How to Handle Toxic Friendships?

Toxic friends are part of most social networks. One could argue that around 20% of the people you meet will have toxic and negative personalities. Because of how they feel about themselves they are willing to cause problems whenever their fragile sense of self feels damaged or they are frustrated in obtaining something they want. It is important to know when you can work these things out and when you can't.

Lets first look at the fragile sense of self. They are toxic because they have deep seated negative images of themselves and learned maladaptive methods of influence their environment. Instead of confidence and being honest with others they seek to use manipulation to gain a feeling of safety and control over their environment.

Because their thought patterns are warped it can be very hard for them to see that their behavior is inappropriate. While they may know this on one level they do not understand how they are counter to them achieving their long-term goals. As new information is presented, they anchor it with the past and the darker pain they feel pushing them to act in certain ways.
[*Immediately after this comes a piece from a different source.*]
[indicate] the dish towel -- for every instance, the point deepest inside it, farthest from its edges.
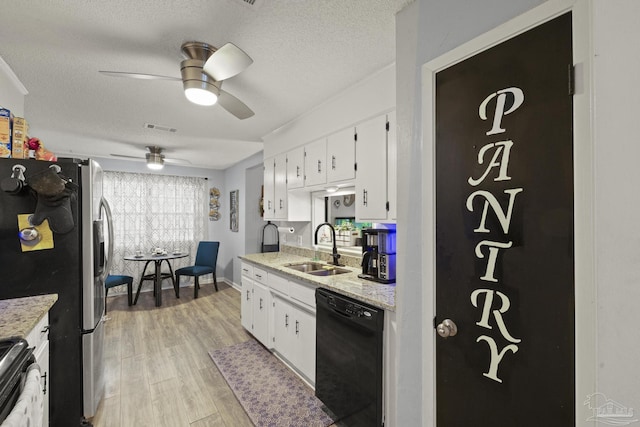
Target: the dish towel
(30, 405)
The best way to counter toxic people is to not allow yourself to be easily manipulated. Ask questions, be friendly, but make sure you have appropriate boundaries. It is difficult to manipulate someone who is confident and able to think critically about information presented to them. They can put wider information into context.

You may consider giving them a chance to recant and fix the problems they created. This would mean they have the insight into their behavior so there is some "hope" they can actually adjust their behavior for the future. If approached in a empathetic way and they still lash out it is important to start distancing yourself from the person and their behavior.

Start with first letting them know that what they are doing is not conducive to strong friendships. Each time they act inappropriately let them know it isn't appreciated and distance yourself further. If they have a shred of decency in them they will get the picture and make effort to change their behavior or risk loosing a friend. If they do not, eventually the distance will be wide enough that you can simply cut contact.

No one deserves to be treated poorly. That is not something most toxic people think about. They are not concerned with how others feel but more with how they feel and interpret information. Unfortunately, they may be acting opposite to what they want in an effort to convince themselves they don't want it in order to deaden the pain of failure.  Everyone deserves a chance but if they fail in correcting their behavior you deserve a chance to surround yourself by healthy and happy people.